Filing a lawsuit against GS claiming malfeasance, fraud, embezzlement, failure to disclose material facts, etc. is a slam-dunk. These local governments and funds already have attorneys on staff; filing a lawsuit is cheap, and very importantly, it places the agency/fund/county etc. in the pool of entities which will receive a piece of any swag wrung from Goldman Sachs.
Let's also note that there are thousands of starving attorneys nowadays without jobs or prospects. Hundreds of lawsuits pending against Goldman Sachs and the other "too big to fail" Wall Street firms will provide much-needed work and much-desired opportunities to shine. As noted above, ramming a harpoon into the thrashing body of Goldman will advance a career most admirably and could result in huge payouts to the victorious legal firms.
The SEC case against Goldman Sachs may well be the match which lights a bonfire which will burn for years to come. If I were an attorney seeking a chunk of history and GS/Wall Street swag, I would locate the jurisdictions which have a history of ruling against Wall Street and then pare the list down to those in states with appellate/district courts which have backed up rulings against banks.
I would then locate cities, counties, funds, agencies and companies which bought some toxic paper, MBS, derivatives, etc. from Goldman Sachs, Citicorp, Bank of America, etc., and then I would file an exploratory lawsuit just to get in on any windfall down the road.

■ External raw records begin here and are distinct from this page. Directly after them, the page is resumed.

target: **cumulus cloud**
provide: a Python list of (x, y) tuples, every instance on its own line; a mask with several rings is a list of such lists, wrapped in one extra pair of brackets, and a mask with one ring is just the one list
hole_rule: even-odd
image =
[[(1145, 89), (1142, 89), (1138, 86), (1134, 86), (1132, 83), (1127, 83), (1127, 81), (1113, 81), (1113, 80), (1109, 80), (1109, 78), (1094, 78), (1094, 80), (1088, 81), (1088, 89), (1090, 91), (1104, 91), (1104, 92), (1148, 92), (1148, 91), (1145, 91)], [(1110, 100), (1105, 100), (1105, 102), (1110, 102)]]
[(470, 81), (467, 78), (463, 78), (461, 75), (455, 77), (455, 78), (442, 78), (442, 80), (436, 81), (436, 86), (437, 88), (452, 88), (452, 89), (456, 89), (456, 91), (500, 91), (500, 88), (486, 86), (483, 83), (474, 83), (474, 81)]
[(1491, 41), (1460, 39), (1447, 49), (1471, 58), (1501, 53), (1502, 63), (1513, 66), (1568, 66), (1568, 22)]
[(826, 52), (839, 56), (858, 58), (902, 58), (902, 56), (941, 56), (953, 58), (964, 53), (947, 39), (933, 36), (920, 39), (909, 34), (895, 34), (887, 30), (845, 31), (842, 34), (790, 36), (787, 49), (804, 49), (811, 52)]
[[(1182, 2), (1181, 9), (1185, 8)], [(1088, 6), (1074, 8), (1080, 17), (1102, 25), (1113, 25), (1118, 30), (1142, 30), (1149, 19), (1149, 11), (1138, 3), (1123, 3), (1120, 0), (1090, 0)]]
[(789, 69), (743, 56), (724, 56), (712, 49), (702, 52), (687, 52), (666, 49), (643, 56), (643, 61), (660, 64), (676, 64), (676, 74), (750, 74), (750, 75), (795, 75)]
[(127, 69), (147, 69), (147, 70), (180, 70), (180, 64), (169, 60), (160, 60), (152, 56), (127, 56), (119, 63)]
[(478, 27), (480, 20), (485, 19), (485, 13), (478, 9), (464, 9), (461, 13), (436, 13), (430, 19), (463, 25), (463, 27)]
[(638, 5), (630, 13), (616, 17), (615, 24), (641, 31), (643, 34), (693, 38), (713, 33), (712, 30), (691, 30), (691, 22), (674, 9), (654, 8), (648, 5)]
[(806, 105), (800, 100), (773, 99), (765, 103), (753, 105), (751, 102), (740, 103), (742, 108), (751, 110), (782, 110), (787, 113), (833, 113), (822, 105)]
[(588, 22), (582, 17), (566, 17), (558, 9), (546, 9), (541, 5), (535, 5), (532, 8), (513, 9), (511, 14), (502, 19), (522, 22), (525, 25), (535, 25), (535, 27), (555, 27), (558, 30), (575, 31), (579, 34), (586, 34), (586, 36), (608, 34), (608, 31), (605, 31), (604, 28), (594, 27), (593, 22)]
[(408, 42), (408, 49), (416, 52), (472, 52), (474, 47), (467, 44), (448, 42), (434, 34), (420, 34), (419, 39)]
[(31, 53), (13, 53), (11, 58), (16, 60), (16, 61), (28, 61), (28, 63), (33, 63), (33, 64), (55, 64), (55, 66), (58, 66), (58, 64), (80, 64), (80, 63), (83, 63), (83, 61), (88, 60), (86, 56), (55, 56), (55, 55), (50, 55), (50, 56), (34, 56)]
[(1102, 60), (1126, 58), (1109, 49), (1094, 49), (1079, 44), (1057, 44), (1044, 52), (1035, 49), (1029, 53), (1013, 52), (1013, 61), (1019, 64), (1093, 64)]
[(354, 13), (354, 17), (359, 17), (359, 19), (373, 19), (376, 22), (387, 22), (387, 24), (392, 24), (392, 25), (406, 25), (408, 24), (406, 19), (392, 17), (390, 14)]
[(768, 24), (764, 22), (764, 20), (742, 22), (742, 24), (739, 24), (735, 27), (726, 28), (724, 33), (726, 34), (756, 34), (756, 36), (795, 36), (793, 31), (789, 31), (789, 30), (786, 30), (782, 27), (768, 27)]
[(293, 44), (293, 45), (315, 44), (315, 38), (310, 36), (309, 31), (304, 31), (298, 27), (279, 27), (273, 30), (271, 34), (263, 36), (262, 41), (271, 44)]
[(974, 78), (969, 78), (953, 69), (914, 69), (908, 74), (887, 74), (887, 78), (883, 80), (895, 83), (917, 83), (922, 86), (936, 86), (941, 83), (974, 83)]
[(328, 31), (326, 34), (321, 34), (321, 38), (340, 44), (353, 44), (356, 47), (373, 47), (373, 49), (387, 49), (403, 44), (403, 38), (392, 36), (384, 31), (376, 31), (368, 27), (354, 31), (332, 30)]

A smart lawyer will very likely establish sufficient grounds to subpoena all the GS records relating to the derivative sold to their client, and then pull it apart, piece by piece, to build a case for malfeasance, fraud, embezzlement, failure to disclose material facts, etc.
In years past, Wall Street's toadies in Washington could have passed legislation to limit Goldman's liability to these charges. But the public's hatred of GS and its defenders has exceeded the understanding of Wall Street and Washington toadies alike. They both over-reached, and the consequences of over-reach are inevitably die-off.
There is simply no way Wall Street's toadies in Washington and their servants in the MSM can limit Goldman's liability to private party lawsuits and lawsuits filed by local government agencies, pension funds, etc.
It is common knowledge in legal circles that local courts don't like ruling against local government, on any issue. It is also a truism that local and state courts are politically influenced, despite the rubber-stamp claims to objectivity.
Even if the Federal courts and Congress actively seek to limit Goldman's liability, they will have a very difficult time restricting Goldman Sach's liability in state courts. If I were a D.A. (district attorney) in any state, I would be ordering my clerks to burn the midnight oil until they unearthed some state statutes which could be turned against GS and by extension, all the other Wall Street players and "too big to fail" banks.
Everybody loves a crusading D.A. who takes on Wall Street and wins a settlement, and thus the public will be cheering on the ravenous legal piranhas, hoping they chew the writhing vampire squid to extinction.